Step two is issue redefinition. This is where you strip a problem down to its root causes, make complexity manageable and identify the real issue to resolve. “Simple answers to the right question are always preferable to brilliant answers to the wrong question.”
Step three is idea generation. A rigorous process and structured approach to resolving complex issues is essential, according to Weiss and Legrand.
“The proponents of unstructured creativity tell fascinating stories about how a group of random people had great fun playing music or creating art and produced an innovative business idea. What they do not talk about are the many sessions spent arguing the issue rather than resolving it or the sessions where brilliant ideas were later shot down because they did not answer the real problem.”
Step four is implementation planning where you fine-tune the best solution. You do an honest assessment of risks and weaknesses. You make your pitch for approval and ensure a successful hand-off and roll-out. “Innovation is successful only when a solution is implemented successfully, not when an idea or a solution is identified. This is the main difference between creativity and innovation.”
Along with a four-step process for innovative thinking, Weiss and Legrand explore the essential elements for fostering a culture of innovation in any organization and the key role leaders play in making it happen.
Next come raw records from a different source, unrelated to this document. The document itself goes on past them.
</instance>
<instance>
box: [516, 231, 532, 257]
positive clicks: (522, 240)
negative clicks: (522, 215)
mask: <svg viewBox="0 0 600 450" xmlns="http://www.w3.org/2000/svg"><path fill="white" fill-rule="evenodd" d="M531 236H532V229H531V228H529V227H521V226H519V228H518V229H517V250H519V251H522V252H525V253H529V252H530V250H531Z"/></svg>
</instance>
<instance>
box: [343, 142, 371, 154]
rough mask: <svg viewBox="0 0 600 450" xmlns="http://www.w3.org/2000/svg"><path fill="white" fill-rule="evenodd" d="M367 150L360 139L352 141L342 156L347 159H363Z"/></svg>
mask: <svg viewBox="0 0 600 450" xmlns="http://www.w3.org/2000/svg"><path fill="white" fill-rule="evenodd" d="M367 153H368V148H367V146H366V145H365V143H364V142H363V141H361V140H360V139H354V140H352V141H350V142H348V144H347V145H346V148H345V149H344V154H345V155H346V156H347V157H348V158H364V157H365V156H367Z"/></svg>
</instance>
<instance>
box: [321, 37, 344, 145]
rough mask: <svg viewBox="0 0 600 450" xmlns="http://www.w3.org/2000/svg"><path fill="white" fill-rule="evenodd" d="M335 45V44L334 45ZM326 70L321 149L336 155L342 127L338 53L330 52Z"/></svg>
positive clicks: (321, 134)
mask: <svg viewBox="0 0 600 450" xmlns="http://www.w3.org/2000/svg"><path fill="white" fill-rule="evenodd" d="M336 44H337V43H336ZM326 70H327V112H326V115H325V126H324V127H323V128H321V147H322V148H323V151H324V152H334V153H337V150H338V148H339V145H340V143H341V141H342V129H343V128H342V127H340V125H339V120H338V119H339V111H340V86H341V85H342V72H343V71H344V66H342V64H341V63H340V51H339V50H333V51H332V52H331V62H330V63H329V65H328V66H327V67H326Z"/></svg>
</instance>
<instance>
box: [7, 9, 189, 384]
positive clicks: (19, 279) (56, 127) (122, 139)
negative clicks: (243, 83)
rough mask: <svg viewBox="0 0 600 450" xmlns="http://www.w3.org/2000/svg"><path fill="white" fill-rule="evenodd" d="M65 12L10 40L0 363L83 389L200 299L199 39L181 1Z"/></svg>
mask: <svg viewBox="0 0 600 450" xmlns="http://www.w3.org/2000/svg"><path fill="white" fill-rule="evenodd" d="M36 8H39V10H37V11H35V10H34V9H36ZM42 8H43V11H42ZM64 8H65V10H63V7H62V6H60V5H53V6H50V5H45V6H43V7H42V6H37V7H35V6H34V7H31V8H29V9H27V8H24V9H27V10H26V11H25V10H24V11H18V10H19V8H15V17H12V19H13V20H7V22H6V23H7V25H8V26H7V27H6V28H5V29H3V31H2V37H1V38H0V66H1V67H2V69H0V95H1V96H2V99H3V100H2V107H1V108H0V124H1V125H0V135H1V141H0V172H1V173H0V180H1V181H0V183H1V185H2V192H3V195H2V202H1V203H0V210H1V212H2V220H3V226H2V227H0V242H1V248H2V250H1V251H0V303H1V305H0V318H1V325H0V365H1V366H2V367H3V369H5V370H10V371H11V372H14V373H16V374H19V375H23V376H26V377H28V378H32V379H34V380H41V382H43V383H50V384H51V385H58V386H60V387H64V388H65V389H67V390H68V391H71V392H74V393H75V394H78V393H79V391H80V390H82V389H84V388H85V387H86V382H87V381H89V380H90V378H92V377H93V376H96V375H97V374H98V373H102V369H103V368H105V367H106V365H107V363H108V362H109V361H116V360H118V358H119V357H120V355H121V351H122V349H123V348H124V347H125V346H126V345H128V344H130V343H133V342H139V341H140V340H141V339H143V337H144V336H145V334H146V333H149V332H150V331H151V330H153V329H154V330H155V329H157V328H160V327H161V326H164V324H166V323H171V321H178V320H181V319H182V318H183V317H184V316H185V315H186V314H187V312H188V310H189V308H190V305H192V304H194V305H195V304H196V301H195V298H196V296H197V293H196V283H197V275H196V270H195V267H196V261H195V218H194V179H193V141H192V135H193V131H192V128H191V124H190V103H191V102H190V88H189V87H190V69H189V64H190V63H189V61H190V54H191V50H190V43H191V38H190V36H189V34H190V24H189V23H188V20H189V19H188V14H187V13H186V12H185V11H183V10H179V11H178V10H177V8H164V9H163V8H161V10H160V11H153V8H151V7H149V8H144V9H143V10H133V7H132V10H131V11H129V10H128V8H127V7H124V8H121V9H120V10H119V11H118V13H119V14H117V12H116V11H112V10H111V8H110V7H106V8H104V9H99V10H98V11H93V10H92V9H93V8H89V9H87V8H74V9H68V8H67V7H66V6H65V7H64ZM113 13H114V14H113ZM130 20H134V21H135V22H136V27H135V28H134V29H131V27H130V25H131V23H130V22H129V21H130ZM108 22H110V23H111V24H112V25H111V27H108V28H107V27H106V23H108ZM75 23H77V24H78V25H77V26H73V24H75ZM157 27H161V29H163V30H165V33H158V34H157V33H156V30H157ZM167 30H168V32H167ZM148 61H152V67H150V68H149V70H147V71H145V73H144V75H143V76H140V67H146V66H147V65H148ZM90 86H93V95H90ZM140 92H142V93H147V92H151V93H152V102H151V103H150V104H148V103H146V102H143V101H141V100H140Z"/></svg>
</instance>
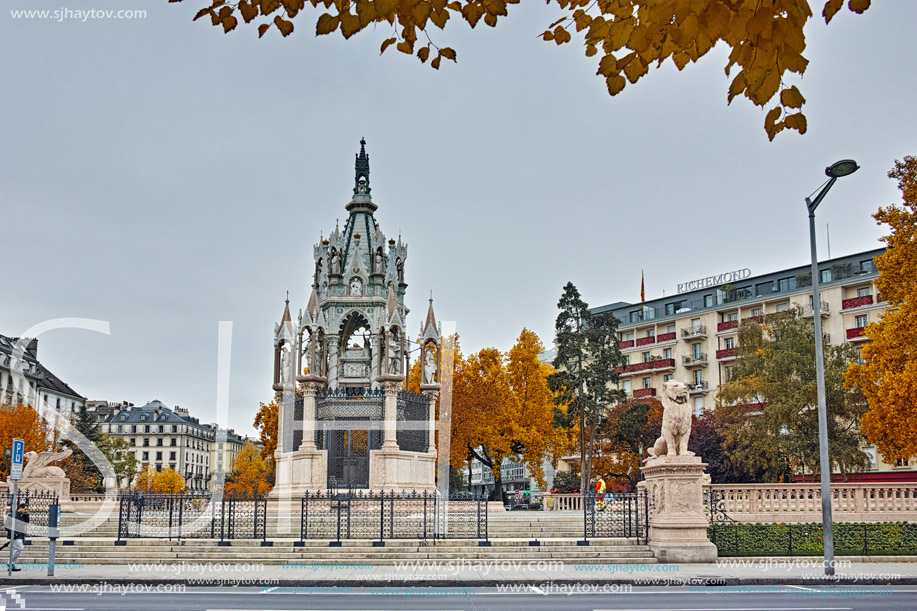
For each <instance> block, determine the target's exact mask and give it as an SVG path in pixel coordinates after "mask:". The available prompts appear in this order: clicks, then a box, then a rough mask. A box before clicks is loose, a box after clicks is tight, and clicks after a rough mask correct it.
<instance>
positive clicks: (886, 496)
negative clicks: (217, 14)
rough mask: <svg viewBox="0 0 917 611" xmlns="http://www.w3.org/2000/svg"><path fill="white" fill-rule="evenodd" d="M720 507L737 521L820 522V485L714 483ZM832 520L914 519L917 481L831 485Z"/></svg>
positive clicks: (774, 521) (892, 520)
mask: <svg viewBox="0 0 917 611" xmlns="http://www.w3.org/2000/svg"><path fill="white" fill-rule="evenodd" d="M711 488H713V489H714V490H717V491H720V492H721V493H722V494H723V502H724V509H725V511H726V513H727V514H728V515H729V517H731V518H732V519H734V520H737V521H739V522H812V521H815V522H817V521H819V520H820V519H821V484H819V483H817V482H814V483H793V484H714V485H713V486H711ZM831 493H832V497H833V498H832V505H831V508H832V514H833V518H834V521H836V522H880V521H881V522H886V521H888V522H894V521H913V520H917V483H866V482H857V483H832V484H831Z"/></svg>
“A leader needs to excel at facilitating innovative thinking rather than being the most innovative person,” say Weiss and Legrand. “A leader’s role is to raise the overall innovative thinking capacity of employees and teams so they understand a complex issue thoroughly before even considering a resolution. Most complex problems are unique, so a leader needs to excel at asking questions to expose the underlying assumptions and uniqueness of the issue that created the complexity.”